I’m starting my first job and need outfit ideas. I am a 24-year-old male, and the work environment is business casual. Please provide images and descriptions of potential outfits.   

Write a SQL query on how to connect these two prompts: SELECT "email","points" 
FROM   "user" LIMIT  100000 and SELECT "achievementid", "title", "authoremail" 
FROM   "achievement" LIMIT  10000  

Draft an email to my boss to update her on a project I have been working on. Here is relevant information about the project [Insert Text].   

Generate 3-5 bullet points to prepare me for a meeting with Client X to discuss their next branding campaign. Generate the bullet points as a summary of this text: [Insert Text]. Please use simple language.

 

Pros and Cons of AI

AI proponents highlight the many benefits of the new technology. AI has the promise of improving accessibility and user experience with technology tools. It improves ease of use for non-technical users and reduces the cost for expensive, complex technologies, making them more accessible to smaller businesses. However, with every transformative technology comes change, and by its very nature there are both positive and negative outcomes. The LinkedIn Learning course, Ethics in the Age of Generative AI, addresses many of the moral concerns to be debated when discussing AI. However, there are also practical concerns.
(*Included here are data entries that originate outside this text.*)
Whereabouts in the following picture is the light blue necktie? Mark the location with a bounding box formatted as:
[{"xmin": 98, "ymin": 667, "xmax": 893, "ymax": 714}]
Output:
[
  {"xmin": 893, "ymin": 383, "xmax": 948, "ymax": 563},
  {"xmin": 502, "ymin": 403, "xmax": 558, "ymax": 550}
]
Practical Concerns when Using AI
  • Lack of Transparency: AI models often lack transparency and the ability to explain their predictions and decisions. This is known as the "black-box" problem. Some AI tools, like Microsoft Copilot, mitigate this issue by citing sources of information in its answers. 
  • Lack of Specialized Knowledge: AI is designed to answer general prompts; very specific in-depth knowledge might require a plug-in for specialized knowledge, most of which are designed for ChatGPT. If you are, for example, a chemistry professor, you may AI to be unhelpful for your students. 
  • Fabricated Answers: AI has been known to make things up in answering questions – a defect that has been termed “hallucinations” – so you must verify the information AI provides. Incorrect or misleading results could be caused by a variety of factors, including insufficient training data, incorrect assumptions made by the model or biases in the data used to train the model. 
  • Imprecise Results: Detailed prompts help, but in some cases, AI just can’t quite deliver the response you seek. A user’s understanding of prompt engineering and the continual improvement of available tools will help improve this issue. 
  • Biases: 
    • Sample Bias: sample is too small or not representative of the population 
    • Programmatic Morality Bias: AI doesn’t know right from wrong 
    • Ignorance Bias: users blindly believing results 
    • Overton Window Bias: views change over time and AI doesn’t understand that and cannot detect controversy 
    • Deference Bias: users believe AI has wisdom 
  • Amplification of Propaganda: AI amplifies propaganda if the materials are included in its learning model. “Fake news” and “deep fakes” are a legitimate concern as AI becomes more prevalent and advanced.